RESTING TIME: 6 hours 20 minutes

RISING TIME: 2½ to 3 hours

BAKING TIME: 30 minutes

TOTAL TIME: 10¼ to 10¾ hours, plus 3 hours cooling time

KEY EQUIPMENT: stand mixer, baking stone, 2 (9-inch) disposable aluminum pie plates, 2 quarts lava rocks, pizza peel, lame, instant-read thermometer

INGREDIENTS:

FOR THE SPONGE

  • ¾ cup (4⅛ ounces) bread flour
  • ½ cup (4 ounces) water, room temperature
  • ¼ teaspoon instant or rapid-rise yeast

 

FOR THE DOUGH

  • 2 cups (9½ ounces) durum flour
  • ½ cup (2¾ ounces) bread flour
  • 2½ teaspoons instant or rapid-rise yeast
  • 1⅓ cups (10⅔ ounces) water, room temperature
  • 1½ teaspoons salt

 

INSTRUCTIONS:

  1. For the sponge: Stir all ingredients in a 4-cup liquid measuring cup with a wooden spoon until well combined.
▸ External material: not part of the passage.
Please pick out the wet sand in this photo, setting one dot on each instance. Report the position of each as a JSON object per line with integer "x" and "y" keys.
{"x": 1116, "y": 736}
Cover tightly with plastic wrap and let sit at room temperature until the sponge has risen and begins to collapse, about 6 hours (sponge can sit at room temperature for up to 24 hours).
  2. For the dough: Whisk durum flour, bread flour, and yeast together in the bowl of a stand mixer. Stir water into the sponge with a wooden spoon until well combined. Using the paddle attachment on low speed, slowly add the sponge mixture to the flour mixture and mix until a cohesive dough starts to form and no dry flour remains, about 2 minutes, scraping down the bowl as needed. Remove the paddle, cover the bowl tightly with plastic, and let the dough rest for 20 minutes.
  3. Fit the stand mixer with the dough hook. Add salt to the dough and knead on medium-low speed until the dough is smooth and elastic and clears the sides of the bowl but sticks to the bottom, about 5 minutes. Transfer the dough to a lightly greased large bowl or container, cover tightly with plastic, and let it rise for 30 minutes.
  4. Using a greased bowl scraper (or a rubber spatula), fold the dough over itself by gently lifting and folding the edge toward the middle. Turn the bowl 45 degrees and fold the dough again; repeat turning the bowl and folding the dough 6 more times (a total of 8 folds). Cover tightly with plastic and let it rise for 30 minutes. Repeat the folding process, then cover the bowl tightly with plastic and let the dough rise until nearly doubled in size, 1 to 1½ hours.
  5. One hour before baking, adjust the oven racks to the lower-middle and lowest positions. Place a baking stone on the upper rack, place 2 disposable aluminum pie plates filled with 1 quart of lava rocks each on the lower rack, and heat the oven to 450 degrees Fahrenheit. Place a 16 by 12-inch piece of parchment paper on the counter, with the long edge of the paper parallel to the counter edge, and dust it liberally with bread flour. Transfer the dough to the prepared parchment (the side of the dough that was against the bowl should now be against the parchment). Using your well-floured hands, press and stretch the dough into a 14 by 9-inch rectangle, being careful not to deflate it completely.
  6. Stretch and fold the top and bottom thirds of the dough over the middle like a business letter to form a rough 14 by 4-inch loaf. Pinch the seams closed, then flip the loaf seam side down. Reshape the loaf as needed, tucking the edges under to form a taut torpedo shape with rounded ends. Transfer the parchment with the loaf to a pizza peel. Cover loosely with greased plastic and let it rise until the loaf increases in size by about half and the dough springs back minimally when poked gently with your knuckle, about 30 minutes. Bring 1 cup of water to a boil.
  7. Carefully pour ½ cup of boiling water into one disposable pie plate of preheated rocks and close the oven door for 1 minute to create steam. Meanwhile, holding a lame concave side up at a 30-degree angle to the loaf, make one ½-inch-deep slash with a swift, fluid motion lengthwise along the top of the loaf, starting and stopping about 1½ inches from the ends.
  8. Working quickly, slide the parchment with the loaf onto the baking stone and pour the remaining ½ cup of boiling water into the second disposable pie plate of preheated rocks. Bake until the crust is deep golden brown and the loaf registers 210 to 212 degrees Fahrenheit, 30 to 35 minutes, rotating the loaf halfway through baking. Transfer the loaf to a wire rack, discard the parchment, and let it cool completely, about 3 hours, before serving.